A year after maiming in sword attack, reformed Capital Region school shooter returns with donations
A year after he was maimed in a sword attack, a reformed Capital Region school shooter returned to the Interfaith Partnership for the Homeless in Albany today with donations.
Jon Romano and a friend carted packages of everyday essentials into the IPH building on Sheridan Avenue on the anniversary of the attack that critically injured his arms and legs. Romano says he’s lucky to be alive after his attacker struck him with a sword 34 times.
"In the past year, physically, I've recovered pretty well, my hands will never be the same," Romano said. "Obviously, they don't work much. But the fact that they were practically completely severed, and yet they move even a little bit, shows you how much I've come. The fact that I almost lost my leg from the knee down. My kneecap was completely split in half, and is now held together by a bunch of screws. The fact that I'm able to walk again, is amazing. I've even asked my doctors, how is this possible? And they're not even sure sometimes."
Romano, who is receiving mental health treatment, says he wanted the anniversary to be about something positive: helping others. His donations to IPH include socks, T-shirts and toiletries.
"If we can be able to support people and give them what they need, whether it's physical donations of clothing, toiletry, or whether it's that support of when somebody comes to you and says something's wrong, help them however you can," said Romano. "And too many times we hear about people who have reached out for help, and are basically turned away. When they tell people that they're struggling, whether it's teachers, students, themselves, they get ignored. And that's what we need to make sure to put an end to, we need to do all that we can to support one another. And it takes a lot of resources, but that's what's needed."
In 2004, Romano brought a shotgun to Columbia High School in East Greenbush, firing it at students and teachers, wounding one. 17 at the time, Romano was sentenced to 20 years at Clinton Correctional Facility in Dannemora. He began working at IPH after his release in 2020.
He says the need for mental health resources has never been greater.
“The school year hasn't even begun in the Capital Region, I don't think, but in other places in the country, we're already seeing school shootings in the first days of it," Romano said. "And sadly, the government and everybody out there who makes policies is ignoring the victims. So here I am, the perpetrator, the shooter, and I'm just trying to ask for more, we can't blame mental health alone. But that's surely something that we can be doing in our schools, kindergarten through 12th grade, we should be helping students learn to identify what's going on within them, and communicate with others. And we need to make sure that when others speak up, that they are hurting, that we can help them because we're not seeing that. And we haven't seen that, in the what, 25 years since Columbine.”

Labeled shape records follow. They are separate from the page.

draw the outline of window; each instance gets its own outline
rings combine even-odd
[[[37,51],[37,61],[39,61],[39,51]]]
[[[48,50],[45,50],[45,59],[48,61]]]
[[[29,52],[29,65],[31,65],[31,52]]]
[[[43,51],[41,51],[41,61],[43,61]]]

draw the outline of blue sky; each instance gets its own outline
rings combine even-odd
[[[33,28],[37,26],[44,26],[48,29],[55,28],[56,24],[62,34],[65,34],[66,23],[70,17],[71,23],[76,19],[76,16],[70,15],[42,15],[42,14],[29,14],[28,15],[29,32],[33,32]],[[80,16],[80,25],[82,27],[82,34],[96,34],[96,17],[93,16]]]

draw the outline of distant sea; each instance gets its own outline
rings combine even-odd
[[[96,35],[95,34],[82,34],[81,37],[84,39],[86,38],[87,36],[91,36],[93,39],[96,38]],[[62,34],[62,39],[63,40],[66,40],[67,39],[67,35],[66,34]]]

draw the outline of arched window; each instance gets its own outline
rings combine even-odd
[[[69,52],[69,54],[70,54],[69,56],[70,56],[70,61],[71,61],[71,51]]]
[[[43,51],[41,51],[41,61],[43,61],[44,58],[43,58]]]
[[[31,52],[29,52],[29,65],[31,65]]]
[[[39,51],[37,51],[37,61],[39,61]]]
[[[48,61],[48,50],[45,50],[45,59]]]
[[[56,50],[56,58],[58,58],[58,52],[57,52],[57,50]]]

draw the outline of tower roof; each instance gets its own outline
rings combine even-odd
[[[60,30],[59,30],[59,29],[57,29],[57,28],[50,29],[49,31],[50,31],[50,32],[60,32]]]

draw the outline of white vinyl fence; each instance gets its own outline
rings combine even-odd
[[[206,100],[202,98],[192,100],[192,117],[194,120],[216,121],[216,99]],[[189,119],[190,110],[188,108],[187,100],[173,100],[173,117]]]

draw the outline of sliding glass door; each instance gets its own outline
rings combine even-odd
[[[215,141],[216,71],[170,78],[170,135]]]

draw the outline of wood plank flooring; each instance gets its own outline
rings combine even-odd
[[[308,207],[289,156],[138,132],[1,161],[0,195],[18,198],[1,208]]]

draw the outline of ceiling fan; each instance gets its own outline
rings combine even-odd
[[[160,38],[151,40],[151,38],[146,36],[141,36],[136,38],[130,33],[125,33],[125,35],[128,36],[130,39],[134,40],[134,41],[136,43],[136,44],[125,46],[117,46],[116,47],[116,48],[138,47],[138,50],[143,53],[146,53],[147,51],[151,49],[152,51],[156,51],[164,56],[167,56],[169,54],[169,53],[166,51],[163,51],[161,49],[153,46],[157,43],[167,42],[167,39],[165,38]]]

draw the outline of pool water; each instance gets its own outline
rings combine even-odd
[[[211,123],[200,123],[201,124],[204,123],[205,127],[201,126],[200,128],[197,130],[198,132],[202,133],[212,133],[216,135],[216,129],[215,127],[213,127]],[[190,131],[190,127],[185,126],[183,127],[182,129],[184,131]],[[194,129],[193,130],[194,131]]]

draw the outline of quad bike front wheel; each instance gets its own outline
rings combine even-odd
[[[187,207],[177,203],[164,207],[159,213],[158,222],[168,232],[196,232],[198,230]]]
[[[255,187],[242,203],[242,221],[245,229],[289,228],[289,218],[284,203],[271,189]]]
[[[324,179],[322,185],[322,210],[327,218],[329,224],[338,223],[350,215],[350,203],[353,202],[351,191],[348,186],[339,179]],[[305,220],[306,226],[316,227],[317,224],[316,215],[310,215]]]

In April, Romano’s attacker, 42-year old Randell Mason of Albany, was sentenced to 25 years in prison and five years’ probation after release.
“It was upon me to forgive him. And I did it because forgiveness is not saying what he did is OK. Forgiveness is not saying that what he did wasn't horrible, or that he shouldn't be held accountable. Forgiveness is saying I'm letting go of that anger, and I'm able to push forward with my life,” said Romano.
Romano says he has been on an emotional rollercoaster as he focuses on his physical and mental recovery. He is not working at the shelter at this time.